Beyond HBM: Samsung Breaks Processing-in-memory Into AI Applications

AI applications bring with them many challenges, including data processing and memory. Samsung hopes to take on these issues by combining processing-in-memory with high bandwidth memory.

News August 30, 2021 by Antonio Anzaldua Jr.

This year's Hot Chips 33 conference brought out a lot of interesting tech focusing on artificial intelligence (AI) and high bandwidth memory (HBM). One company, in particular, is Samsung who showcased the integration of two of its devices, an HBM and a processing-in-memory (PIM), that will address large volumes of data in AI algorithms and applications.

Processing-in-memory architecture goes beyond HBM to include DRAM modules and mobile memory.

Processing-in-memory architecture goes beyond HBM to include DRAM modules and mobile memory. Image used courtesy of Samsung

In this article, let's dive into what Samsung revealed at Hot Chips 33 and what this could mean for the world of HBM.

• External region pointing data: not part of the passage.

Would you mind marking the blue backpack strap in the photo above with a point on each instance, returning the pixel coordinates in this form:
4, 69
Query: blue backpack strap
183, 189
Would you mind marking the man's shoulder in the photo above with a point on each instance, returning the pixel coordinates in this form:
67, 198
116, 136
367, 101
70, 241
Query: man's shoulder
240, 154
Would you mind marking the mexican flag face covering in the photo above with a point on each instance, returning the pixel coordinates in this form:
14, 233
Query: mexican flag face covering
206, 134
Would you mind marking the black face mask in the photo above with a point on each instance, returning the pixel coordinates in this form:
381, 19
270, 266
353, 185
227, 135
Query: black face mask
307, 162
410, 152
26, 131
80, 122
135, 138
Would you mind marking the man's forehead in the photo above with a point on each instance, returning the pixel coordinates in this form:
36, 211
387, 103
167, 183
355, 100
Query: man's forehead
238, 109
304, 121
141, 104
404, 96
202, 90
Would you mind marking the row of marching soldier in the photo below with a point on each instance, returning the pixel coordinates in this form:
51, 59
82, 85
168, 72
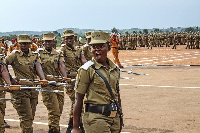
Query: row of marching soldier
64, 65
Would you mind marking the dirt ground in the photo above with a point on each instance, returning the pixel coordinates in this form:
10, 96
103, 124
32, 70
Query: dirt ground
165, 101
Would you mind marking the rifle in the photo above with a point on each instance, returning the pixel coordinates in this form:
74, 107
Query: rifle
17, 87
131, 72
38, 82
59, 79
7, 99
24, 87
72, 74
126, 78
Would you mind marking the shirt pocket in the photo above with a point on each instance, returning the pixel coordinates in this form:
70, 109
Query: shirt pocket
99, 85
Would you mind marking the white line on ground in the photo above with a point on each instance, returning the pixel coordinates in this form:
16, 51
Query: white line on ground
188, 87
41, 123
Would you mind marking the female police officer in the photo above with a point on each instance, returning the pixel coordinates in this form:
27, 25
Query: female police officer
26, 65
97, 116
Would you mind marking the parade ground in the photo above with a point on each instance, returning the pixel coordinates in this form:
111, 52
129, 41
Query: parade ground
164, 101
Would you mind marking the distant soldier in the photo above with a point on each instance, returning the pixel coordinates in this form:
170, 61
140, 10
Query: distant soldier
150, 39
175, 41
34, 45
134, 42
124, 41
5, 45
87, 48
115, 51
26, 65
76, 41
52, 64
74, 59
14, 46
4, 76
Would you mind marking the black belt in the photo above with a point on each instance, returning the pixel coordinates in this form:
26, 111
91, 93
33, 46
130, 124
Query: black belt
106, 110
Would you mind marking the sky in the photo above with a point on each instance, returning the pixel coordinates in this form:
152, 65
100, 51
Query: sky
50, 15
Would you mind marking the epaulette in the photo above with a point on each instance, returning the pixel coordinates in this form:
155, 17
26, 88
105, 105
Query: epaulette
40, 49
15, 51
58, 50
87, 65
85, 45
35, 52
62, 45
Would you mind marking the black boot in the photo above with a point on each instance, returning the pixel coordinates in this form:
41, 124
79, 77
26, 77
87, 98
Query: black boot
6, 124
70, 126
82, 128
53, 130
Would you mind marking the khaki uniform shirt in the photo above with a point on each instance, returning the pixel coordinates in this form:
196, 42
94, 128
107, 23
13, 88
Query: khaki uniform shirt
1, 62
90, 83
72, 58
87, 52
49, 61
23, 65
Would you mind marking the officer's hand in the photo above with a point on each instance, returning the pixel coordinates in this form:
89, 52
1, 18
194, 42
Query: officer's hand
44, 82
7, 87
14, 81
67, 79
76, 130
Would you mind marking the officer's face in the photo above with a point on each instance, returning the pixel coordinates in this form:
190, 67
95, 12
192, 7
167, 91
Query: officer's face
99, 52
24, 46
48, 44
88, 40
69, 40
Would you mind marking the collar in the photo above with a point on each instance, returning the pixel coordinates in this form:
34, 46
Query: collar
22, 53
69, 48
52, 52
99, 65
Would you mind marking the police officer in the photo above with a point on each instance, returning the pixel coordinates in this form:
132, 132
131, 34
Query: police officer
115, 51
86, 48
26, 65
52, 64
5, 76
74, 58
34, 45
97, 117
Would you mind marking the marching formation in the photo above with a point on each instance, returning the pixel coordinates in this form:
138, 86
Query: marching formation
86, 74
131, 42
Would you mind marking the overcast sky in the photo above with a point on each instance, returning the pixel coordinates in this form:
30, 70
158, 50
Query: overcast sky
49, 15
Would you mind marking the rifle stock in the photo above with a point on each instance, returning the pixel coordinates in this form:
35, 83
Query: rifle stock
11, 88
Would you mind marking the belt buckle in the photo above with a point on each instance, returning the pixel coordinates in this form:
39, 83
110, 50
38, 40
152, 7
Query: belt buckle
113, 114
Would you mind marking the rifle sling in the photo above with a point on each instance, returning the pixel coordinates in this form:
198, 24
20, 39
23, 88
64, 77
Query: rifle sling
108, 87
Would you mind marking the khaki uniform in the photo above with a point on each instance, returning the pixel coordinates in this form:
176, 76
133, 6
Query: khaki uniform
2, 106
89, 83
26, 100
115, 51
53, 101
72, 63
87, 52
33, 47
12, 47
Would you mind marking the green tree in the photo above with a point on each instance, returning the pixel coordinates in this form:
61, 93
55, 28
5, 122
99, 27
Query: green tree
156, 30
145, 31
114, 30
189, 29
126, 33
134, 32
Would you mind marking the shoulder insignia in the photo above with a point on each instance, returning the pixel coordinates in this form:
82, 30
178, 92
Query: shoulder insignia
62, 45
87, 65
14, 51
40, 49
85, 45
58, 50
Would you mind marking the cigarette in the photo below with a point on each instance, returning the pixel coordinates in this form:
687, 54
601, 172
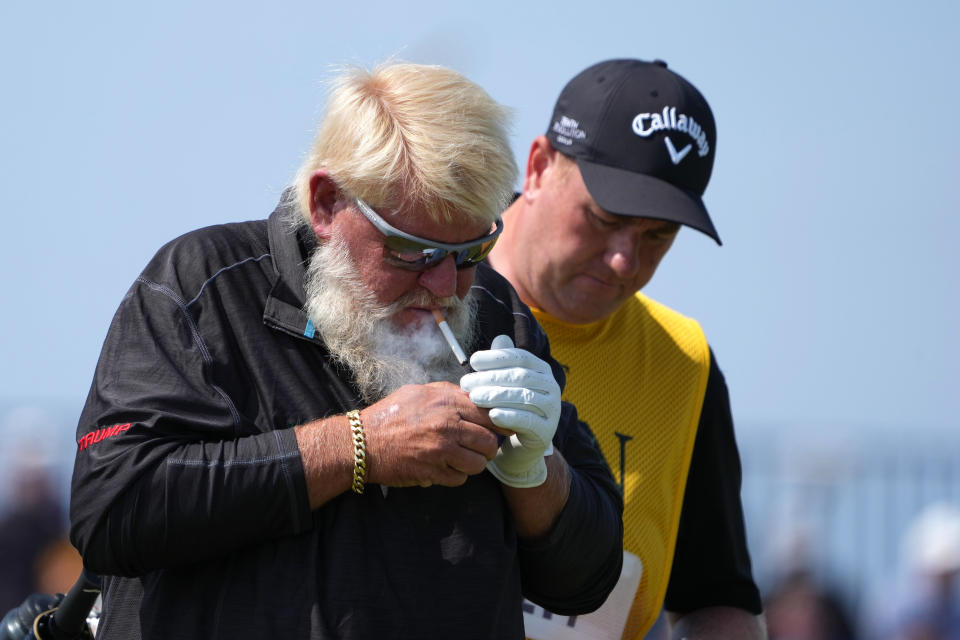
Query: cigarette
448, 334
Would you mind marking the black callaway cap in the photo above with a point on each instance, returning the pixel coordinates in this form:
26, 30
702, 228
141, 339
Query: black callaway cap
643, 137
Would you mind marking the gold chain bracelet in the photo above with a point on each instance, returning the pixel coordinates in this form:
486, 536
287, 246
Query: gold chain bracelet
359, 451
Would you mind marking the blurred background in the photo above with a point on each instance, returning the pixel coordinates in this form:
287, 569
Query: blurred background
831, 307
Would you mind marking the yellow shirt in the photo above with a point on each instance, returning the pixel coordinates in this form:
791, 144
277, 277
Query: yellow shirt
638, 379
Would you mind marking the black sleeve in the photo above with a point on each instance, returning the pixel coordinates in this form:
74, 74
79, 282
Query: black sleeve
574, 568
167, 471
711, 564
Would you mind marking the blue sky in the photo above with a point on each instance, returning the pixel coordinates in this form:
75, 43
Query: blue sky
833, 301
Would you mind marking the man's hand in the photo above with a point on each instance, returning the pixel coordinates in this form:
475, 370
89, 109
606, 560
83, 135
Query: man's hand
426, 434
523, 397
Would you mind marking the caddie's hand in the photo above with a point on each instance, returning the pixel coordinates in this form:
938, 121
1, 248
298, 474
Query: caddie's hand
523, 397
427, 434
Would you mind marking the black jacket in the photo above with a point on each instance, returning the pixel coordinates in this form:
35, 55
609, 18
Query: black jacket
188, 486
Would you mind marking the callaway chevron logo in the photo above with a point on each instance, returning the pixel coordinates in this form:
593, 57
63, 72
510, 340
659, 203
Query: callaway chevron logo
675, 156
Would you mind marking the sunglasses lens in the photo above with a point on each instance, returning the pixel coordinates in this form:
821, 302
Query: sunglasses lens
406, 254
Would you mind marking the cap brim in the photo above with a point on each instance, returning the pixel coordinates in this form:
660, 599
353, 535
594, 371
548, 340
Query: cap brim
627, 193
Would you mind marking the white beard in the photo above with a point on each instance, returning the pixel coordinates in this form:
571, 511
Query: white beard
360, 332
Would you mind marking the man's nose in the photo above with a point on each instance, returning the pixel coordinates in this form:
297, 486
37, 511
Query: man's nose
623, 254
441, 280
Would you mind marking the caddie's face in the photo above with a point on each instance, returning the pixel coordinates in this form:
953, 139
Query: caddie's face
421, 290
582, 262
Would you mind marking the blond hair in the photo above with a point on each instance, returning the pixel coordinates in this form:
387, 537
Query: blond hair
407, 135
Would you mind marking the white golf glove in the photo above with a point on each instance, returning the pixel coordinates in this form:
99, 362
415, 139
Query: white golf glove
523, 397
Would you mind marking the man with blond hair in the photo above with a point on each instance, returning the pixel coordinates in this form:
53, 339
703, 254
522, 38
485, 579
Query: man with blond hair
279, 440
624, 163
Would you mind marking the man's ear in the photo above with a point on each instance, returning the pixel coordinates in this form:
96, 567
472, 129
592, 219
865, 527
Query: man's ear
324, 194
540, 160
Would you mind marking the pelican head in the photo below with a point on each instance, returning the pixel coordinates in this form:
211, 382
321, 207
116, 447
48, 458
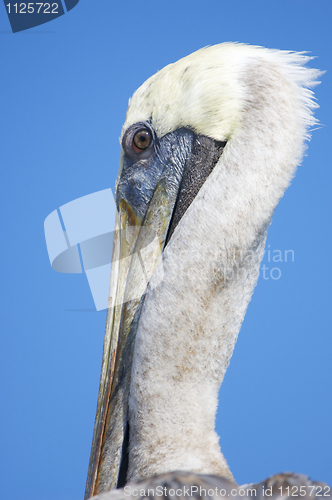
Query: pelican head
209, 145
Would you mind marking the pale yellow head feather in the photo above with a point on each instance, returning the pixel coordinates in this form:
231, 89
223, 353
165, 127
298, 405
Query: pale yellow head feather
200, 91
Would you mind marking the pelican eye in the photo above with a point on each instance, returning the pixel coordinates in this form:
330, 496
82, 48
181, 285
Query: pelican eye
142, 139
138, 141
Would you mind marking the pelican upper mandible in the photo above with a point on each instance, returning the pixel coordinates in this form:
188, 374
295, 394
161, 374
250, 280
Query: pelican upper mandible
209, 145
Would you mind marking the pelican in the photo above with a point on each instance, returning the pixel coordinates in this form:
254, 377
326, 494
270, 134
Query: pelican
208, 148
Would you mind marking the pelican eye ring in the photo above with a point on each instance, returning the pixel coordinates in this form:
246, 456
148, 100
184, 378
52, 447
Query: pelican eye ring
139, 140
142, 140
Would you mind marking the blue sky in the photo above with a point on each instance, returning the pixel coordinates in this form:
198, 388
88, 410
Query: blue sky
64, 90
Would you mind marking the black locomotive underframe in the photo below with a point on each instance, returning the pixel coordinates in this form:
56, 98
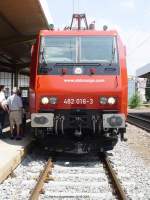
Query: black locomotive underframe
78, 128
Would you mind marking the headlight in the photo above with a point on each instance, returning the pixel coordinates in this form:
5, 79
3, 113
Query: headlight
44, 100
111, 100
103, 100
53, 100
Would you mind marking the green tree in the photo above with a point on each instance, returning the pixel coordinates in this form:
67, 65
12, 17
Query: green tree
147, 90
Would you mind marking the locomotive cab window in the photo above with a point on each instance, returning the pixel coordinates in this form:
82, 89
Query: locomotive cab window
63, 53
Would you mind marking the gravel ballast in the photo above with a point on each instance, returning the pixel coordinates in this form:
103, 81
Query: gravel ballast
129, 158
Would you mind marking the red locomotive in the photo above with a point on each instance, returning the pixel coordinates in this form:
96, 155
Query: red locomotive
78, 88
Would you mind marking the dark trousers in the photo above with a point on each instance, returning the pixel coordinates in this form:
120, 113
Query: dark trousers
2, 119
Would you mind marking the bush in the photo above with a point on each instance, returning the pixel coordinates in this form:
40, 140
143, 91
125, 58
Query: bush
135, 100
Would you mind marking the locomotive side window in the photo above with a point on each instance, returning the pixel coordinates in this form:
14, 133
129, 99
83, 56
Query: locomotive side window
98, 49
57, 49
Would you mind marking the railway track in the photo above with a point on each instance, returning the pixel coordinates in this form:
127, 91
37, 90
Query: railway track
139, 121
70, 180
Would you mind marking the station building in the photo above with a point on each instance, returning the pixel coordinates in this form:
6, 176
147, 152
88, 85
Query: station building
20, 21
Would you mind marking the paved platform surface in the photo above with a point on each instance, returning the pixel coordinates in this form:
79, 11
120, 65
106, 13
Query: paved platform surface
11, 154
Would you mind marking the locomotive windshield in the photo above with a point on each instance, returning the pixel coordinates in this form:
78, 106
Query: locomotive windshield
69, 51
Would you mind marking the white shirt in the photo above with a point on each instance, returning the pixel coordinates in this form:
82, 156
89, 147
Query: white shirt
2, 96
14, 102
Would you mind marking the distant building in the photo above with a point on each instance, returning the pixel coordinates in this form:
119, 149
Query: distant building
143, 73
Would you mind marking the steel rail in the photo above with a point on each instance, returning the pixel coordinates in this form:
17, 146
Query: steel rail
140, 122
112, 174
44, 176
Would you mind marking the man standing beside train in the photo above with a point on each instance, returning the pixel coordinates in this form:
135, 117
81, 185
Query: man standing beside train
3, 108
14, 103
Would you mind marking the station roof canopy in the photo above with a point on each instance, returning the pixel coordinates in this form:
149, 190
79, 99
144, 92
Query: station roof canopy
143, 72
20, 21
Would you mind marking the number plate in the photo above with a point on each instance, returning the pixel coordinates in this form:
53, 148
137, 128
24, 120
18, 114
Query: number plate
78, 101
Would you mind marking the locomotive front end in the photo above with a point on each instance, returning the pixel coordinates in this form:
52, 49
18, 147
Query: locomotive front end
81, 91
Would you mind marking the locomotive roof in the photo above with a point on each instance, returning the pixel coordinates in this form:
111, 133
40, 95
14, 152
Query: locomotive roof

Samsung’s PIM Steals the Hot Chips Spotlight

Since 1998, Hot Chips has been a world-renowned conference leading the semiconductor industry that showcases advancing high-performance microprocessors and integrated circuits (ICs).

At this year's event, Samsung presented the newly integrated solution for memory ecosystems within AI technologies, the HBM-PIM system. This combo utilizes the Xilinx Alveo AI accelerator system, which claims to boost the overall system performance by 2.5 times the standard rate with a 70% energy consumption reduction.

Xilinx's Alveo AI Accelerator.

Xilinx's Alveo AI Accelerator. Image used courtesy of Xilinx

These benefits of a faster rate and less energy consumption are essential for AI applications. Some issues AI algorithms and applications face come from an overwhelming amount of data that current memory devices don't have the capacity or the bandwidth to meet.

If the system cannot handle processing all of the inputted data, the memory system will suffer in computation performance. Samsung's plan to integrate PIM should allow some data to be retained and processed locally in the memory device, shrinking traffic flow.

Data processing is essential in AI applications and a redesigned memory device like HBM-PIM is needed to bring computational logic backed by an AI accelerator engine.

Data processing is essential in AI applications and a redesigned memory device like HBM-PIM is needed to bring computational logic backed by an AI accelerator engine. Image used courtesy of Samsung

The PIM's functionality starts from integrating computation and memory, enabling a memory device to perform any locally.

Using PIM, Samsung can remove the need for industry-standard logic devices and memory solutions that normally carry out computations such as CPUs, GPUs, and NPUs. This memory solution not only saves on the system's footprint but also minimizes latency, increases the rate of processing, and improves overall energy efficiency.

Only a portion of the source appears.